Collect
Warning
At the time of this writing, the collect operation is not yet available as a JSON diagram operation. This is being tracked by #59. In the meantime it can be put into a JSON diagram via the section builder operation.
Recall from the parallelism chapter that there are two ways to have parallel activity within a workflow: branching and spreading. Join and listen allow us to synchronize activity across multiple branches, but they aren’t necessarily suited for managing parallel activity happening along a single branch, which is what the spread operation does.
The inverse of the spread operation is collect. The collect operation will
monitor all workflow activity happening upstream of it. Messages sent to the
collect operation will be held onto until all upstream activity has finished,
then they will be collected into a single message (such as Vec) and
sent out.
Maximum
You can also choose to collect until a certain number of elements has been reached. Then regardless of the upstream activity, all the gathered elements will be sent out as one message once the maximum has been reached. If more messages arrive later then a new collection will start, and they will also be sent out once they reach the maximum or all upstream activity has finished.
Minimum
If the collection needs to reach a certain number of elements, you can set that as a minimum. If all upstream activity ceases before the collect operation reaches the minimum—meaning it is impossible to ever reach the minimum—then all the gathered messages will be discarded and the collect operation will signal that it has disposed a message, which could lead to a cancellation.
Catching Unreachability
In crossflow a “disposal” happens any time one or more outputs of an operation
will not carry any message after the operation was activated. Whenever a
disposal happens we will check if it is still possible for the workflow to finish.
If a workflow can no longer finish because of a disposal then it will be cancelled
with an Unreachability error.
Consider the nature of the collect operation: It monitors upstream activity. One way it identifies when upstream activity has finished is to monitor when disposals happen. With each disposal, the collect operation will calculate its own “reachability”—i.e. whether or not it is possible for the collect operation to be reached by any of the ongoing activity in the workflow. Once the collect operation is no longer reachable, it will send out its collection, as long as the collection has more than the minimum number of elements, otherwise it will emit a disposal itself.
This means the collect operation has the ability to catch cases where some part of your workflow may become unreachable. A node becoming unreachable is a natural thing to happen in a workflow that contains any conditional branching, but sometimes you may want to respond to that unreachability in a certain way, perhaps perform a fallback action. By inserting a collect operation with a minimum of 0 and a maximum of 1, you can catch when that part of the workflow becomes unreachable by checking whether the output of the collect operation is empty or has 1 element.
Circularity
It is okay to put a collect operation inside of a cycle. In this case, “upstream” of the collect does include any operations downstream that can lead back to the collect operation. When calculating reachability, the collect operation will simply prune itself to prevent an infinite graph search.
However, there is an edge case to be wary of.

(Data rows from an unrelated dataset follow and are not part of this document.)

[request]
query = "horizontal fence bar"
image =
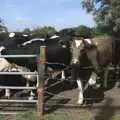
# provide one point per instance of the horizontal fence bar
(17, 56)
(19, 88)
(18, 101)
(10, 113)
(18, 73)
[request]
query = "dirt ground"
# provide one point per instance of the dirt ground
(98, 103)
(61, 99)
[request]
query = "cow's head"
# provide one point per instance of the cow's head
(78, 47)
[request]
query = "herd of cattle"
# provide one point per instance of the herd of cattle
(99, 52)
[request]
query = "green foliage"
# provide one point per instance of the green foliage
(44, 31)
(26, 31)
(106, 14)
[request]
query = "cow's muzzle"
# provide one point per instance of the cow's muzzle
(75, 62)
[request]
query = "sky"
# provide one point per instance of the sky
(19, 14)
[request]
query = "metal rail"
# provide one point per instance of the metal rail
(18, 101)
(18, 73)
(18, 88)
(17, 56)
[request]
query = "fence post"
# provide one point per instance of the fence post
(40, 90)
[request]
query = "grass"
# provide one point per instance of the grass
(31, 116)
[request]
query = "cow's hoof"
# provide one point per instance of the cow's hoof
(80, 102)
(96, 86)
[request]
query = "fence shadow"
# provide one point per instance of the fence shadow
(107, 111)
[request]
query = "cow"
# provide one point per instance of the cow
(55, 53)
(100, 51)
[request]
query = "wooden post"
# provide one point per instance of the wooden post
(40, 90)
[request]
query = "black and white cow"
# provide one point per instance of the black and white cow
(55, 53)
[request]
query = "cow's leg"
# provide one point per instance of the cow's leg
(92, 80)
(7, 93)
(80, 96)
(106, 71)
(63, 75)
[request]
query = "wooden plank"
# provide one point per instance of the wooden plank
(41, 72)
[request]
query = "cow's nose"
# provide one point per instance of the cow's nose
(75, 61)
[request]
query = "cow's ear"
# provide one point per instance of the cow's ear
(88, 43)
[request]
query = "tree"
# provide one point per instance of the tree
(44, 31)
(106, 14)
(26, 31)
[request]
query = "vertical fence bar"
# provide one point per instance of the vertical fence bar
(40, 90)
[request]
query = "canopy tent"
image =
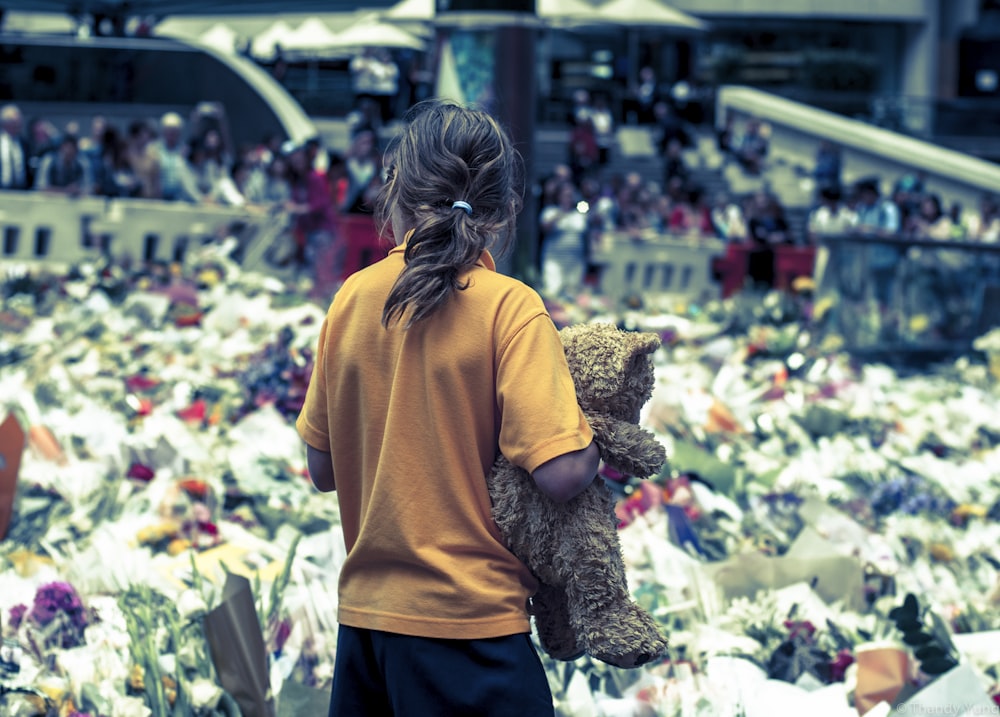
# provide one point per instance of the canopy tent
(266, 44)
(220, 37)
(312, 37)
(651, 14)
(372, 32)
(569, 13)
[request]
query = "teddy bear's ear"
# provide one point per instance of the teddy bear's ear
(643, 343)
(600, 356)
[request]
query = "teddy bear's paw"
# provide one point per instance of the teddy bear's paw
(550, 611)
(633, 639)
(636, 655)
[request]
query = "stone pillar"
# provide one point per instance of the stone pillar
(920, 69)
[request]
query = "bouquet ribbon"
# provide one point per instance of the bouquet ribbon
(11, 449)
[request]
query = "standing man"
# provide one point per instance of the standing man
(177, 181)
(13, 150)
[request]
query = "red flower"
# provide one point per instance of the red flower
(195, 413)
(839, 665)
(140, 382)
(140, 472)
(800, 628)
(193, 319)
(194, 487)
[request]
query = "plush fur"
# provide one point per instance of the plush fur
(583, 605)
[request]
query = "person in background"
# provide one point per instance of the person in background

If you have two collect operations inside of one loop, then there is no logical way to resolve the reachability for either of the collect operations.
Suppose all other activity within this cycle comes to a stop. Both collect operations will want to check their own reachabilities, and each will want to send out a message if it’s not reachable. If the left collect operation assumes that the right collect operation can still send out a message then the left collect operation should consider itself reachable. At the same time if the right collect operation assumes that the left can still send out a message then the right should consider itself reachable. If both see themselves as reachable then neither will ever decide to send out a message, but this directly contradicts the assumption that both made. The result will be that neither ever sends out a message, which means both collect operations are failing to do their jobs.

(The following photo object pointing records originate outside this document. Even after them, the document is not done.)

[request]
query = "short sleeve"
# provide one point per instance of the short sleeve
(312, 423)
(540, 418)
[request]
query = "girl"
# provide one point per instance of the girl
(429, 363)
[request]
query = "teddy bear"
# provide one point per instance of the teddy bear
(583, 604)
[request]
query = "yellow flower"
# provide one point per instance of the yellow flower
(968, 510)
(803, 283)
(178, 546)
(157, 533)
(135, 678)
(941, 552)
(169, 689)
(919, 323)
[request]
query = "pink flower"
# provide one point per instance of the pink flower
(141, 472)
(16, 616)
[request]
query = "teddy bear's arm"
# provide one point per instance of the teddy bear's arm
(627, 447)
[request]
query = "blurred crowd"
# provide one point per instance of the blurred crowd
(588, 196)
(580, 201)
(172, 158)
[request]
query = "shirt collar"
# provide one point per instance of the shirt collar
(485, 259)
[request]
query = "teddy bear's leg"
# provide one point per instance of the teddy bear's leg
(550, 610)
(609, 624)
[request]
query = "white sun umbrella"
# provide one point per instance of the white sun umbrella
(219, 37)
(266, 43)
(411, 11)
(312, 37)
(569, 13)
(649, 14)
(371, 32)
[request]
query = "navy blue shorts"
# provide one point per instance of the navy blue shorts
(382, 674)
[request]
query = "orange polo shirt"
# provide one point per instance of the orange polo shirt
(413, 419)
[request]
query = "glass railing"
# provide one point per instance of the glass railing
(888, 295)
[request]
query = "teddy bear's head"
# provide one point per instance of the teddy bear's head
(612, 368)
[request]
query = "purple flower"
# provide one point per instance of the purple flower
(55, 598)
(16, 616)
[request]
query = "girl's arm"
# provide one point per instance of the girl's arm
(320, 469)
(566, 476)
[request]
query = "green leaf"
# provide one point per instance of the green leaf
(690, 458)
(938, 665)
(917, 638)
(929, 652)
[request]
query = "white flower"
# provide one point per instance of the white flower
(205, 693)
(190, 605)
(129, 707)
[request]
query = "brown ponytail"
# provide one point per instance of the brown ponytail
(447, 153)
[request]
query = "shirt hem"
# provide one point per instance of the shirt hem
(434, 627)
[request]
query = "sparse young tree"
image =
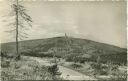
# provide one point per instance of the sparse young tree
(21, 23)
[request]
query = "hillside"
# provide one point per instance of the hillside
(62, 47)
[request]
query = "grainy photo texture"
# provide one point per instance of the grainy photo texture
(63, 40)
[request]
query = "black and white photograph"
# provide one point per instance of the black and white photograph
(63, 40)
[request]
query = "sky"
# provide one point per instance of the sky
(102, 21)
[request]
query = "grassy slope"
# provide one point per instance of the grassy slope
(76, 44)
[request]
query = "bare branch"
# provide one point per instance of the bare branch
(10, 31)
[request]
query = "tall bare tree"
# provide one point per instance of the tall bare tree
(21, 23)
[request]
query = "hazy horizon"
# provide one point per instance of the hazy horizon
(103, 22)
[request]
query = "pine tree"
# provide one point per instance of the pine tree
(22, 19)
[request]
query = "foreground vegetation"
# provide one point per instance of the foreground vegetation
(88, 57)
(26, 69)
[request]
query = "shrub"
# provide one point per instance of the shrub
(76, 66)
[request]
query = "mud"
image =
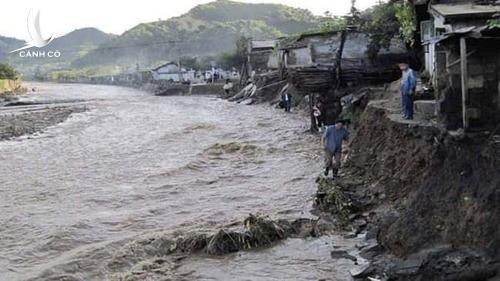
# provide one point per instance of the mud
(135, 187)
(428, 196)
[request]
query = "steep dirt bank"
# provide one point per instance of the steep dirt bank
(433, 197)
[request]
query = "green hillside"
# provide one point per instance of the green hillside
(71, 47)
(207, 29)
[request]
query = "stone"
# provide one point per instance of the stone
(361, 271)
(426, 108)
(371, 251)
(340, 254)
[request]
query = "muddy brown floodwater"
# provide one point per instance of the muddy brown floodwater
(134, 163)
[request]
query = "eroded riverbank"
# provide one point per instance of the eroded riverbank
(134, 164)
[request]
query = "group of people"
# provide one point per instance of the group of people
(334, 136)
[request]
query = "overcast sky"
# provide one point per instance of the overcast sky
(58, 17)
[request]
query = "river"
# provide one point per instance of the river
(135, 163)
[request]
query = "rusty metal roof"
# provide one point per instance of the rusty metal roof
(263, 44)
(464, 10)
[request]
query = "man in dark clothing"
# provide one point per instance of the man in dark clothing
(332, 142)
(408, 87)
(286, 100)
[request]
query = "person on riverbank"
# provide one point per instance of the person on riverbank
(332, 141)
(318, 116)
(408, 87)
(228, 86)
(286, 100)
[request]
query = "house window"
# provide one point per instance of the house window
(427, 30)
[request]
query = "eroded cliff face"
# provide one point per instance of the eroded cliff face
(441, 190)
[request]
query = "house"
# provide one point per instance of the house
(261, 55)
(170, 71)
(462, 58)
(315, 55)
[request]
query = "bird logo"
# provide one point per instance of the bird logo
(37, 39)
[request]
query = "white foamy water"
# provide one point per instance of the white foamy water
(136, 163)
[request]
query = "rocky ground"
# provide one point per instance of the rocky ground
(425, 199)
(29, 121)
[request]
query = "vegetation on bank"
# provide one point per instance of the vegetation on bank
(8, 72)
(382, 23)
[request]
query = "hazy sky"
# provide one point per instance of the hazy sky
(58, 17)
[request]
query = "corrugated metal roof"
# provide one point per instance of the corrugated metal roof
(458, 10)
(263, 44)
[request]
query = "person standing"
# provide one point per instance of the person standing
(408, 87)
(286, 99)
(228, 87)
(318, 115)
(332, 141)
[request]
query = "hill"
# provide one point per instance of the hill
(206, 30)
(71, 46)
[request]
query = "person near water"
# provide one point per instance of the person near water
(408, 87)
(332, 140)
(318, 116)
(228, 86)
(286, 100)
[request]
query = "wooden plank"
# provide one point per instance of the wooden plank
(465, 86)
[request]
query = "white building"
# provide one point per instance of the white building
(170, 71)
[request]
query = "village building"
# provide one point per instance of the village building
(328, 65)
(463, 60)
(262, 55)
(319, 52)
(171, 72)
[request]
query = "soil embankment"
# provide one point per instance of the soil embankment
(430, 195)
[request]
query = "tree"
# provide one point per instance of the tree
(8, 72)
(238, 57)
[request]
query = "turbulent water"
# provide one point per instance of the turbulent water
(134, 163)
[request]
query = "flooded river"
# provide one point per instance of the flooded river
(134, 163)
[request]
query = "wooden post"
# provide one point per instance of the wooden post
(465, 86)
(314, 127)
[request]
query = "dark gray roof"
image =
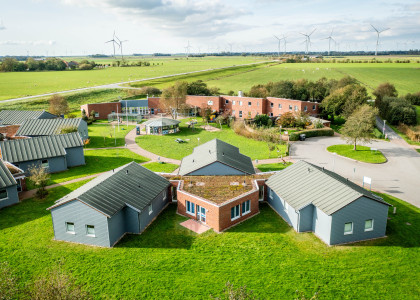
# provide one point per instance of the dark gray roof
(161, 122)
(6, 178)
(110, 192)
(303, 183)
(216, 150)
(41, 147)
(17, 117)
(46, 127)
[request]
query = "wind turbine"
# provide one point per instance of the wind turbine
(307, 40)
(329, 41)
(378, 32)
(187, 49)
(120, 46)
(113, 42)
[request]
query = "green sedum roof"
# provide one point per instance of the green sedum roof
(41, 147)
(46, 126)
(216, 150)
(16, 117)
(130, 185)
(6, 178)
(303, 183)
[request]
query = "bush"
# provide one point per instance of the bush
(294, 136)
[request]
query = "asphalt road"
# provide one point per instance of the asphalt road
(399, 177)
(118, 84)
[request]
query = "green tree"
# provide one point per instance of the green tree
(359, 125)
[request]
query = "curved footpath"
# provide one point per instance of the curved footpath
(399, 177)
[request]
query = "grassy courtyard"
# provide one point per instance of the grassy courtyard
(167, 147)
(169, 262)
(363, 153)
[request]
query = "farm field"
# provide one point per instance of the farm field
(20, 84)
(263, 253)
(167, 147)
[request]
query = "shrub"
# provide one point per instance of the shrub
(294, 136)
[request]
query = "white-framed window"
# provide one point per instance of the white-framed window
(90, 230)
(369, 225)
(3, 194)
(190, 207)
(246, 207)
(348, 228)
(70, 227)
(235, 212)
(45, 164)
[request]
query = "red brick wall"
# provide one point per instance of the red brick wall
(104, 109)
(285, 103)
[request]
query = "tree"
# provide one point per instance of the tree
(39, 176)
(58, 105)
(174, 98)
(359, 125)
(8, 282)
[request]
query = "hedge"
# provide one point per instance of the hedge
(294, 136)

On the other hand if the left collect operation decides that the right will not send out a message then the left will decide that it should send a message. At the same time, the right collect operation would make the same assumption about the left and also decide to send out a message. Now both collect operations will produce messages every time the activity in the cycle settles down, meaning there will be potentially infinite empty messages being produced by these operations over the life of the workflow. Churning out infinite empty messages despite no actual new activity would also violate the purpose of the collect operation.
No matter which assumption is used to implement the collect operation, there is
no way to get meaningful behavior. Instead the workflow will detect this when
it attempts to run and cancel with a CircularCollect error.
Currently there is no mechanism to detect this type of error when compiling or
spawning the workflow. This issue is tracked by #148.
Scoping
It’s still possible to have two collect operations in the same cycle, but you need something to disrupt the circular dependency. You can use the scope operation to isolate one of the collect operations to focus exclusively on one portion of the cycle, e.g. the portion between the left and right collect operations:
This effectively makes both collect operations invisible to each other. The left collect operation will only check if the scope to its right has any active sessions. The right collect operation will only check if there is any activity inside of its own scope.
Strictly speaking this structure is not logically equal to the original circular dependency structure—and good thing, because there is no way to resolve that structure!—but it does allow us to have a pattern of multiple spread🠚collect or stream🠚collect sections within one cycle of a workflow. We just need to isolate each collect to a specific scope of activity.